As a competition climber this is the biggest domestic event of the year and one which I always want to do well in. I had made finals for the previous 6 years; coming 3rd twice, this year I wanted to do better.
After analysing my performances from the competitions last year I identified a number of areas I wanted to focus my training on to achieve this goal and in February I built a training wall in my garage. Going into the event the board had paid dividends and I felt stronger than ever.
I had a great qualification round topping all 5 of my boulders qualifying in joint 1st place for the next round. Day 2 and the semi finals came around quickly, having qualified in 1st I was due to climb last I spent my time in isolation resting and trying to relax. After an hour or so of napping I got up to start my warm up and felt a pain in my back, surely this couldn’t be happening? After a few minutes of stretching I knew that my worst fears had come true and my lower back had gone out of alignment and I couldn’t touch my toes.
I quickly sourced some pain relief and set about warming up, this did not go well and I felt terrible. Time passed and I thought about pulling out, I wanted to do well and with the level of competition knew that I would need to be on my A game. I then though back to the months leading up and decided that I owed it to myself to at least try, if it wasn’t manageable then I could still retire during the event.
- Boulder one was a tricky slab and I simply could not figure out the required movement and body position to execute it until it was too late.
- Boulder two was a shouldery first section leading into a friction dependent volume finish, I read it right and flashed it.
- Boulder three was pure sloper compression up a steep wall and whilst I read it right after a few attempts I did not have enough in the tank and swang off the finishing jug. I knew from crowd reactions that two climbs were required to qualify for the final and thought that with this mistake I had blown it.
- Boulder four, an awkward starting position leading to a dyno and steady finish. I knew I had to do it quickly to stand any chance of qualifying but slipped off holding the dyno first try, I regrouped and fired it off next try.
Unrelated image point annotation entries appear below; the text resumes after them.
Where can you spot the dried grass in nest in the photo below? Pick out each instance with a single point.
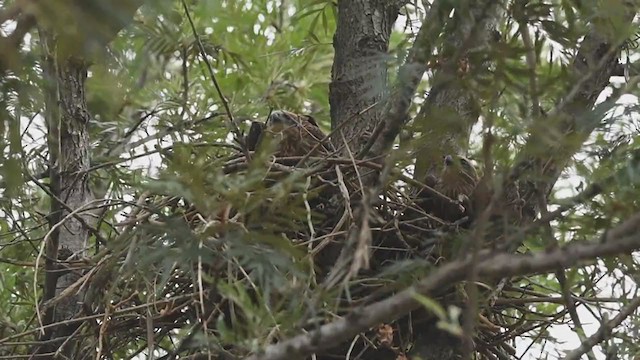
(230, 274)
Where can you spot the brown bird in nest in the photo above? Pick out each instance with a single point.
(457, 181)
(296, 134)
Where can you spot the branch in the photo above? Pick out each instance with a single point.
(624, 238)
(573, 119)
(604, 332)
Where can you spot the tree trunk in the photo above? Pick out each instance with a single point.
(359, 73)
(67, 120)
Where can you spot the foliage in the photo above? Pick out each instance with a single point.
(191, 232)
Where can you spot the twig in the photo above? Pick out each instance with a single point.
(489, 265)
(604, 332)
(234, 127)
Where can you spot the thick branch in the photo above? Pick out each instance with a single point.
(359, 72)
(622, 239)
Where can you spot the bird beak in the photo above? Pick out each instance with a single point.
(448, 160)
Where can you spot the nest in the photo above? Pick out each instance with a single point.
(228, 256)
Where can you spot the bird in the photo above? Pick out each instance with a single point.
(296, 134)
(457, 180)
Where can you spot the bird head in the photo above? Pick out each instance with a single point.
(459, 174)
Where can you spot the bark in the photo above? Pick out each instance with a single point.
(67, 120)
(359, 73)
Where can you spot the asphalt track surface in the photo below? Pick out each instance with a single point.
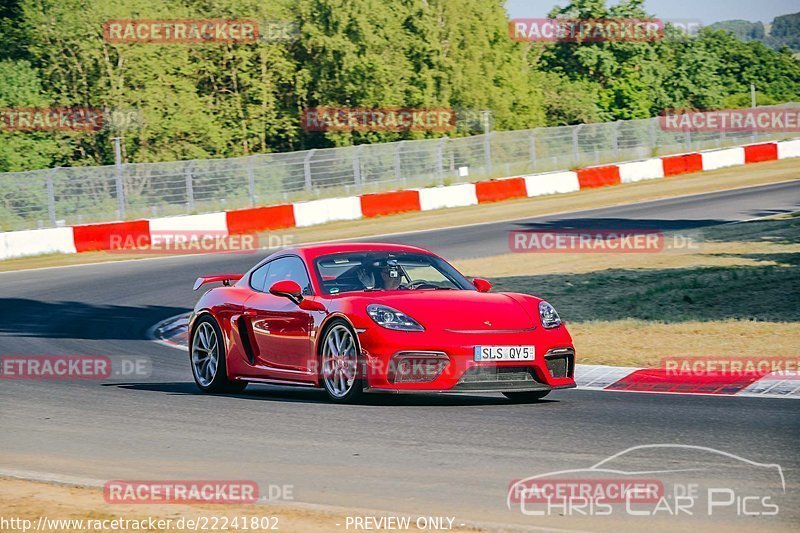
(443, 455)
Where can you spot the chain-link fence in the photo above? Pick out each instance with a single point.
(66, 196)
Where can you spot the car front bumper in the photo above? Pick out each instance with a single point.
(552, 367)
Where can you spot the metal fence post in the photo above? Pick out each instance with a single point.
(615, 137)
(440, 159)
(189, 187)
(357, 166)
(307, 168)
(251, 181)
(575, 150)
(653, 134)
(118, 179)
(398, 167)
(51, 197)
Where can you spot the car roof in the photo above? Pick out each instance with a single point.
(313, 251)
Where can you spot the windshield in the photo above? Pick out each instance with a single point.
(368, 271)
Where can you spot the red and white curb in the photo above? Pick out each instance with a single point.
(173, 333)
(107, 236)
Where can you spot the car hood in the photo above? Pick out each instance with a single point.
(460, 310)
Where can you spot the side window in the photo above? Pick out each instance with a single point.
(258, 278)
(288, 268)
I turned around to Victoria in the crowd and got the nod that I had made it through to finals qualifying in 4th place, elation was an understatement. During the break before finals I managed to get some treatment for my back and reset it ready for finals, game on.
I’m not sure if it was the heat, fatigue or style of problems but the finals were much more subdued than in previous years. Dave Barrans however made a mockery of all the climbs dominating things from the start topping all four climbs, Matt Cousins and I then topped two climbs each locking out the podium.
After my problems in the semi final I was relieved that I made it through to the end in one piece and equaling my best result to date.